> I was expecting a unified interface across all architectures, with perhaps one or two architecture-specific syscalls to access architecture-specific capabilities; but Linux syscalls are more like Swiss cheese.
There's lots of historical weirdness, mostly around stuff where the kernel went "oops, we need 64-bit time_t or off_t or whatever" and added, for example, getdents64 to old platforms, but new platforms never got the broken 32-bit version. There are some more interesting cases, though, like how until fairly recently (i.e. about a decade ago for the mainline kernel), on x86 (and maybe other platforms?) there weren't individual syscalls for each socket syscall, they were all multiplexed through socketcall.
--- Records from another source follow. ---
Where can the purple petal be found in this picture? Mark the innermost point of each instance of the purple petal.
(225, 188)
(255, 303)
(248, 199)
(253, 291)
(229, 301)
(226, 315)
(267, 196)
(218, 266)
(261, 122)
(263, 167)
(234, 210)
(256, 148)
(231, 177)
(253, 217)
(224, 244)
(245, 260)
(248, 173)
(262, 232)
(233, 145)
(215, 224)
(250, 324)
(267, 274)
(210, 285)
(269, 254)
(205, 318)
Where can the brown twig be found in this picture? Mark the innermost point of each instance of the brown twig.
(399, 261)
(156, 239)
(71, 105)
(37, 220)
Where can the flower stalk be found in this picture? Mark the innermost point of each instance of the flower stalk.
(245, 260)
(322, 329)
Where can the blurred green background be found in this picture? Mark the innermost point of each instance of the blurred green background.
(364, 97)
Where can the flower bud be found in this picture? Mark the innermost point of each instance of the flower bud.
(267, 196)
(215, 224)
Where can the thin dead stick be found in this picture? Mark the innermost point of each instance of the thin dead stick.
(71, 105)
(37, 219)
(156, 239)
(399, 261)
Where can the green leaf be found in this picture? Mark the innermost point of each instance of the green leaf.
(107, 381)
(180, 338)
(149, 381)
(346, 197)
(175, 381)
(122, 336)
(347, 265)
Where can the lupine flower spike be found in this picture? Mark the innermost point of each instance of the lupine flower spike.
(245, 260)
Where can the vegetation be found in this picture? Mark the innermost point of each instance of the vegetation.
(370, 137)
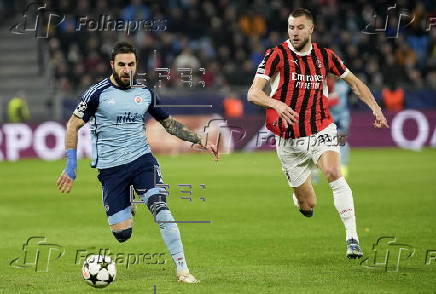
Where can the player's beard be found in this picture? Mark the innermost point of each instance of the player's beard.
(122, 84)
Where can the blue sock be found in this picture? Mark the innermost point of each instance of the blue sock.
(171, 236)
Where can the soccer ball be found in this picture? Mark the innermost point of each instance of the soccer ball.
(99, 271)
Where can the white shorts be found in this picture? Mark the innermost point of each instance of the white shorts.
(300, 156)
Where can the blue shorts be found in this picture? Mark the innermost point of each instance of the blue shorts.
(143, 173)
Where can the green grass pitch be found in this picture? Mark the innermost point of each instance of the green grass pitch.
(257, 241)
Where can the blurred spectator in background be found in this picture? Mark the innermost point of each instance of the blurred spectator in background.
(233, 106)
(393, 99)
(18, 111)
(229, 39)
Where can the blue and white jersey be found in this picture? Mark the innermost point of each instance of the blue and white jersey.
(117, 122)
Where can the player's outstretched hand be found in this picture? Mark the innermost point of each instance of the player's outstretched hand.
(64, 183)
(212, 148)
(288, 115)
(380, 120)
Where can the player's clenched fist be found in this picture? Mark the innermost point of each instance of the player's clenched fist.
(68, 175)
(64, 183)
(380, 120)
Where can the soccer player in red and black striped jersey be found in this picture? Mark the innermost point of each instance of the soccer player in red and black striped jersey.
(297, 113)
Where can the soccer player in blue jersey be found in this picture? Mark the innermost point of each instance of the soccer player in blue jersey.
(116, 113)
(338, 104)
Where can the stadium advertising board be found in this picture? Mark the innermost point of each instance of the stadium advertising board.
(410, 129)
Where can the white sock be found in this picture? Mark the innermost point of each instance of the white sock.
(343, 200)
(296, 203)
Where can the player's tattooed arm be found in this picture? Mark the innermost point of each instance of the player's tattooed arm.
(179, 130)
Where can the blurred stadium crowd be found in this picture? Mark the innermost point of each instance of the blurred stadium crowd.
(229, 38)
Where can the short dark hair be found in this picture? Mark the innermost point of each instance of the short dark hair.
(123, 47)
(302, 11)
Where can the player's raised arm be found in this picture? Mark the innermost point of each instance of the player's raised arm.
(179, 130)
(363, 92)
(66, 179)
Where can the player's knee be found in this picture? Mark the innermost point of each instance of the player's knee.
(311, 203)
(156, 203)
(122, 235)
(332, 173)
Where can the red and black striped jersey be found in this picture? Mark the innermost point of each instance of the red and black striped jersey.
(299, 79)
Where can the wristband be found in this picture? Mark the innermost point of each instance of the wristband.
(70, 170)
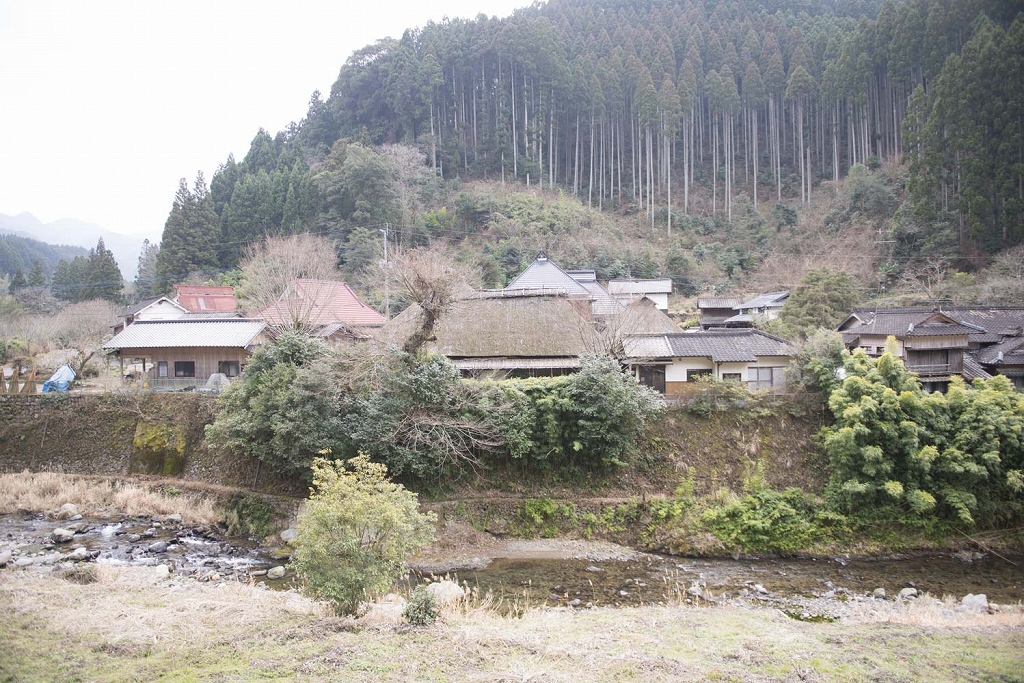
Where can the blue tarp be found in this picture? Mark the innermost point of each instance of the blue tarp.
(60, 380)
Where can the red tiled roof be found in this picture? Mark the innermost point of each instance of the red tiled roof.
(324, 302)
(206, 299)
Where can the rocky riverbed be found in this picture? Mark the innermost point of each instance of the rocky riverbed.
(522, 573)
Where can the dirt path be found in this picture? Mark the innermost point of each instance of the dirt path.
(461, 547)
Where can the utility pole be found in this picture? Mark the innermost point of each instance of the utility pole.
(385, 265)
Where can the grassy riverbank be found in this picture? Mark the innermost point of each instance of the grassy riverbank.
(127, 625)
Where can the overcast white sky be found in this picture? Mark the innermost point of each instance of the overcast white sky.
(107, 104)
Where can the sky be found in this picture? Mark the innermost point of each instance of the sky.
(107, 104)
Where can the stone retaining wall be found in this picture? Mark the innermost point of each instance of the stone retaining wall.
(120, 434)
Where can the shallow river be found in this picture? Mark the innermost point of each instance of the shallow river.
(531, 582)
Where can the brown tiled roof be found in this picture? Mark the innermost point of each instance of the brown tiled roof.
(323, 302)
(719, 302)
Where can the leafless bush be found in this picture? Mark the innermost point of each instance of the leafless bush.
(434, 281)
(269, 270)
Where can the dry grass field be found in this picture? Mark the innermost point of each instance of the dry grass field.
(97, 496)
(124, 624)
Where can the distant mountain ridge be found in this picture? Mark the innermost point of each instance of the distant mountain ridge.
(73, 232)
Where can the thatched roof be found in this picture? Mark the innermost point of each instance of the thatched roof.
(503, 325)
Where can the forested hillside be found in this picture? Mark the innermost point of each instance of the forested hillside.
(18, 253)
(712, 131)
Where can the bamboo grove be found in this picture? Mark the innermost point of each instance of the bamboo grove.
(636, 102)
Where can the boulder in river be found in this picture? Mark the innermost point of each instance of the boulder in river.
(79, 554)
(975, 602)
(444, 592)
(159, 547)
(61, 535)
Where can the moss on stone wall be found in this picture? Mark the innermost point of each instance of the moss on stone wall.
(158, 447)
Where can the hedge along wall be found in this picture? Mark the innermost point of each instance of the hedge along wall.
(121, 434)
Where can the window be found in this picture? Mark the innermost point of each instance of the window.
(765, 378)
(229, 368)
(184, 369)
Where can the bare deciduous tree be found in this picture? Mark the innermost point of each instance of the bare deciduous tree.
(83, 328)
(434, 280)
(269, 271)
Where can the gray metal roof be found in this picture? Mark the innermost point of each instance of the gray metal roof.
(762, 300)
(634, 286)
(184, 333)
(718, 302)
(544, 273)
(973, 369)
(981, 322)
(720, 346)
(1010, 351)
(145, 303)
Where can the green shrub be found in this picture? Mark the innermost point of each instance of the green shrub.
(765, 520)
(249, 516)
(356, 531)
(421, 608)
(924, 456)
(284, 410)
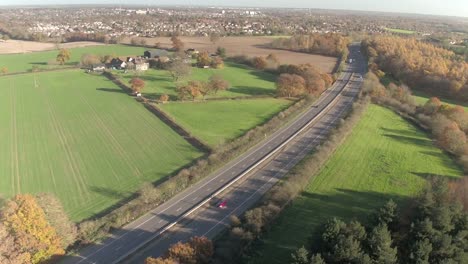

> In an ideal world, there would be a header-only C library provided by the Linux kernel; we would include that file and be done with it. As it turns out, there is no such file, and interfacing with syscalls is complicated.
Because Linux is the exception, UNIX public API is the C library as defined later by POSIX.
The goal to create C and rewrite UNIX V4 into C was exactly to move away from this kind of platform details.
Also UNIX can be seen as C's runtime, in a way, thus traditionally the C compiler was the same of the platform vendor, there were not pick and chose among C compilers and standard libraries, that was left for non-UNIX platforms.
> In an ideal world, there would be a header-only C library provided by the Linux kernel; we would include that file and be done with it. As it turns out, there is no such file, and interfacing with syscalls is complicated.
Isn't that nolibc.h?
I've been thinking about doing this for a little side project for some time. Looking forward to the eventual conclusion :)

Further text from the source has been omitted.